问题描述
我有一个带foll结构的csv文件
I have a csv file with the foll struct
Name | Val1 | Val2 | Val3 | Val4 | Val5
John 1 2
Joe 1 2
David 1 2 10 11
我可以将其加载到RDD中.我试图创建一个架构,然后从中创建一个Dataframe
并得到一个indexOutOfBound
错误.
I am able to load this into an RDD fine. I tried to create a schema and then a Dataframe
from it and get an indexOutOfBound
error.
代码是这样的...
val rowRDD = fileRDD.map(p => Row(p(0), p(1), p(2), p(3), p(4), p(5), p(6) )
当我尝试对rowRDD
执行操作时,出现错误.
When I tried to perform an action on rowRDD
, gives the error.
任何帮助将不胜感激.
Any help is greatly appreciated.
推荐答案
这不是您的问题的答案.但这可能有助于解决您的问题.
This is not answer to your question. But it may help to solve your problem.
从这个问题中我看到您正在尝试从CSV创建数据框.
From the question I see that you are trying to create a dataframe from a CSV.
使用 spark-csv 包
在下面的spark-csv中,scala代码可用于读取CSVval df = sqlContext.read.format("com.databricks.spark.csv").option("header", "true").load(csvFilePath)

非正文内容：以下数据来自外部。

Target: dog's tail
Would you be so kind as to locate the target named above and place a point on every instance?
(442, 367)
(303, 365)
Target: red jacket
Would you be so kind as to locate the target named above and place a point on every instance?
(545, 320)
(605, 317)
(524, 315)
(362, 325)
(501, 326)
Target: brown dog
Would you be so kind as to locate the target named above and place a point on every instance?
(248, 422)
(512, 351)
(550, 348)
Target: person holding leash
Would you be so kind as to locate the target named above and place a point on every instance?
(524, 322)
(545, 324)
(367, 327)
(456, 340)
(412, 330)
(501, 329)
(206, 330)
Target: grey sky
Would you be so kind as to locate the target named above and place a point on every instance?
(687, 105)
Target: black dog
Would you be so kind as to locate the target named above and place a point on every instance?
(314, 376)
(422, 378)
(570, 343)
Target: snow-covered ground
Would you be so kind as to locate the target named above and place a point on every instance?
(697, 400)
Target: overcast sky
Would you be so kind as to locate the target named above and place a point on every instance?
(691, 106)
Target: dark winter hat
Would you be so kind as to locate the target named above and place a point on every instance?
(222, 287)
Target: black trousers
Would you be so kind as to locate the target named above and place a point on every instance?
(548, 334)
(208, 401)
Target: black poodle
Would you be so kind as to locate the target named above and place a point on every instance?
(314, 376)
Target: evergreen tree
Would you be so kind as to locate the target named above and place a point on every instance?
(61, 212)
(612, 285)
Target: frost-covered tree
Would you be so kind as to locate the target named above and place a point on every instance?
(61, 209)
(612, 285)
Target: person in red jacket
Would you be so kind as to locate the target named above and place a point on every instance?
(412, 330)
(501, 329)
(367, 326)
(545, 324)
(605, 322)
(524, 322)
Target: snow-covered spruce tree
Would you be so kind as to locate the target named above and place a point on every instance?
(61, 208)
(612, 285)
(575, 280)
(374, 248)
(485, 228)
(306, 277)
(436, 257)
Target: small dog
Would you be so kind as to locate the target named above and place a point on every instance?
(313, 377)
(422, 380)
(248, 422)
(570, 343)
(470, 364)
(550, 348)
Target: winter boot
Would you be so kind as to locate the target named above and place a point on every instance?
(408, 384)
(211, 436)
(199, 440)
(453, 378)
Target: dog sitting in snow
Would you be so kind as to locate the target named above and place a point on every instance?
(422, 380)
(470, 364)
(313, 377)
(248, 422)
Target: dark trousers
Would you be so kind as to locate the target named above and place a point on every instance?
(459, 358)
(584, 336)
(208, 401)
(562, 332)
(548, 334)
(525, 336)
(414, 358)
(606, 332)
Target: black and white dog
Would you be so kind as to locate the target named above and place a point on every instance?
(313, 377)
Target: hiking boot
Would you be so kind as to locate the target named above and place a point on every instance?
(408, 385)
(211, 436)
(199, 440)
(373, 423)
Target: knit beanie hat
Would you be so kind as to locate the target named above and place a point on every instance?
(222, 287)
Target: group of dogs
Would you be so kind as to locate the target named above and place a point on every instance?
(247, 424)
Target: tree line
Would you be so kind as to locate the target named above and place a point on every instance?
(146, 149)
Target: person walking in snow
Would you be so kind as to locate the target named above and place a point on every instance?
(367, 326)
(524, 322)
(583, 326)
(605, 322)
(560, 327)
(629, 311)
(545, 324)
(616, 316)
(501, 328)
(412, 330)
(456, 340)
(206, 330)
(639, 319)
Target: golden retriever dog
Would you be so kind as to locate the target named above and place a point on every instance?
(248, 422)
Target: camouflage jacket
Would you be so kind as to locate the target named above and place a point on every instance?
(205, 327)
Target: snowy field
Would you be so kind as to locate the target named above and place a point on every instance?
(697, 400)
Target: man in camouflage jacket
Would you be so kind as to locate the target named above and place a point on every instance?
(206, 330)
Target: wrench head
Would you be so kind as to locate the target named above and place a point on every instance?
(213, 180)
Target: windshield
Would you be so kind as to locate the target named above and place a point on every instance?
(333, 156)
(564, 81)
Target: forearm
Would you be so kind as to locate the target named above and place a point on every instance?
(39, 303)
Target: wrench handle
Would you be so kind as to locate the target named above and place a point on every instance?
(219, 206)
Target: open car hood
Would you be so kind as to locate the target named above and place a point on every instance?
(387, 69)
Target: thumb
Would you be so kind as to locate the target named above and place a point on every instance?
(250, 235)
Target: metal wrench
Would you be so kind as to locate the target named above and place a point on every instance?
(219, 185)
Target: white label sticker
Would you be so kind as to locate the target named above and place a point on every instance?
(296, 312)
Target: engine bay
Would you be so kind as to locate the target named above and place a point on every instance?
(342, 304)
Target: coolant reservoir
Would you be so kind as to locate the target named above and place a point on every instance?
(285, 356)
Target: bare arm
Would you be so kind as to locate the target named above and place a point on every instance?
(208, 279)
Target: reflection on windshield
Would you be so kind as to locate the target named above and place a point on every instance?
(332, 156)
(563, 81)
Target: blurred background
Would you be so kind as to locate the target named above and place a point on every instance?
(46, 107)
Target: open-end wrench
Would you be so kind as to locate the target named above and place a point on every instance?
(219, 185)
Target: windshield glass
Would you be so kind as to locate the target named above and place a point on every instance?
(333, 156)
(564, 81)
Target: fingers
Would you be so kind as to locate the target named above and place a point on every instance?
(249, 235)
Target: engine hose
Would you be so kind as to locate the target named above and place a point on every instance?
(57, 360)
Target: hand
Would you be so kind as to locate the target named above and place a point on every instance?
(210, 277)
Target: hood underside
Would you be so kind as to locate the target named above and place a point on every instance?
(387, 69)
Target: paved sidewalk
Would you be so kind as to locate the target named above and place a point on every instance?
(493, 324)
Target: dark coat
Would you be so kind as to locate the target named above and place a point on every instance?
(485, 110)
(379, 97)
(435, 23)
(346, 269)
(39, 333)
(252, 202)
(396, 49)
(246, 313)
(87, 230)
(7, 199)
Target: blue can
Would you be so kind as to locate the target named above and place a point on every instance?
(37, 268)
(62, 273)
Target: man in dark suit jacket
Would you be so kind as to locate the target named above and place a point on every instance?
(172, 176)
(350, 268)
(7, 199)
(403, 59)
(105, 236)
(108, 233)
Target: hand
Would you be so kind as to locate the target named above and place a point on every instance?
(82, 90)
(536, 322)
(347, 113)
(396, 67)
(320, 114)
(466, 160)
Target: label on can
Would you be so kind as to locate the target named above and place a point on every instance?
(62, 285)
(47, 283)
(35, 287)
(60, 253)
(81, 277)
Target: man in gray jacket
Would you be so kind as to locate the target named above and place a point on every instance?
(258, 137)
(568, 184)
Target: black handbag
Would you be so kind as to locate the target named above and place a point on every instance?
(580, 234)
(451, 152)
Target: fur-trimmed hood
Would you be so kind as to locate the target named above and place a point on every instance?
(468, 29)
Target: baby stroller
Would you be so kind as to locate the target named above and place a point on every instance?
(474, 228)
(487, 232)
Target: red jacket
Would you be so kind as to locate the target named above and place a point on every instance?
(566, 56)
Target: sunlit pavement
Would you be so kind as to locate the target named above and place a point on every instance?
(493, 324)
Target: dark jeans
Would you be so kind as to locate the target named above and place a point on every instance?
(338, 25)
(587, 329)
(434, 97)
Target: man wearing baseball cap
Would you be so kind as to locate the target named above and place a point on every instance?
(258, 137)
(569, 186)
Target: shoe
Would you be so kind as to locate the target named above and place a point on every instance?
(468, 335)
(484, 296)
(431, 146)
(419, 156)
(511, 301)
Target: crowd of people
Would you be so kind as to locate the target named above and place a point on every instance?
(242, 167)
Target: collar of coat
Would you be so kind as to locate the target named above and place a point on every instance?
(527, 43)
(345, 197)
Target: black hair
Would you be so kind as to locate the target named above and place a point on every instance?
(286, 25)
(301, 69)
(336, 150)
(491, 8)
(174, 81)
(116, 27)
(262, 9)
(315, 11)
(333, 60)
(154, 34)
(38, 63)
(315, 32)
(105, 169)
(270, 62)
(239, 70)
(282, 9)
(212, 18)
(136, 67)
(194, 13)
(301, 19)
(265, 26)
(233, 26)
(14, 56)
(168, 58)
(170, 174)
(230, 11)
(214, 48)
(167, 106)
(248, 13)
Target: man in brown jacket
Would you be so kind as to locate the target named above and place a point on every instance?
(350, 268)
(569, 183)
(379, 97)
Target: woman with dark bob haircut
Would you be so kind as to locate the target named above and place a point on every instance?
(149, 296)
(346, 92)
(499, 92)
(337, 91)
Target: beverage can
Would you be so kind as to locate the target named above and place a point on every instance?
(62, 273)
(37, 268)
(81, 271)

With the spark-csv below scala code can be used to read a CSVval df = sqlContext.read.format("com.databricks.spark.csv").option("header", "true").load(csvFilePath)
对于您的示例数据,我得到了以下结果
For your sample data I got the following result
+-----+----+----+----+----+----+
| Name|Val1|Val2|Val3|Val4|Val5|
+-----+----+----+----+----+----+
| John| 1| 2| | | |
| Joe| 1| 2| | | |
|David| 1| 2| | 10| 11|
+-----+----+----+----+----+----+
您还可以使用最新版本来推断Schema.看到此 answer
You can also inferSchema with latest version. See this answer
这篇关于为什么读取具有空值的csv文件会导致IndexOutOfBoundException?的文章就介绍到这了,希望我们推荐的答案对大家有所帮助,也希望大家多多支持!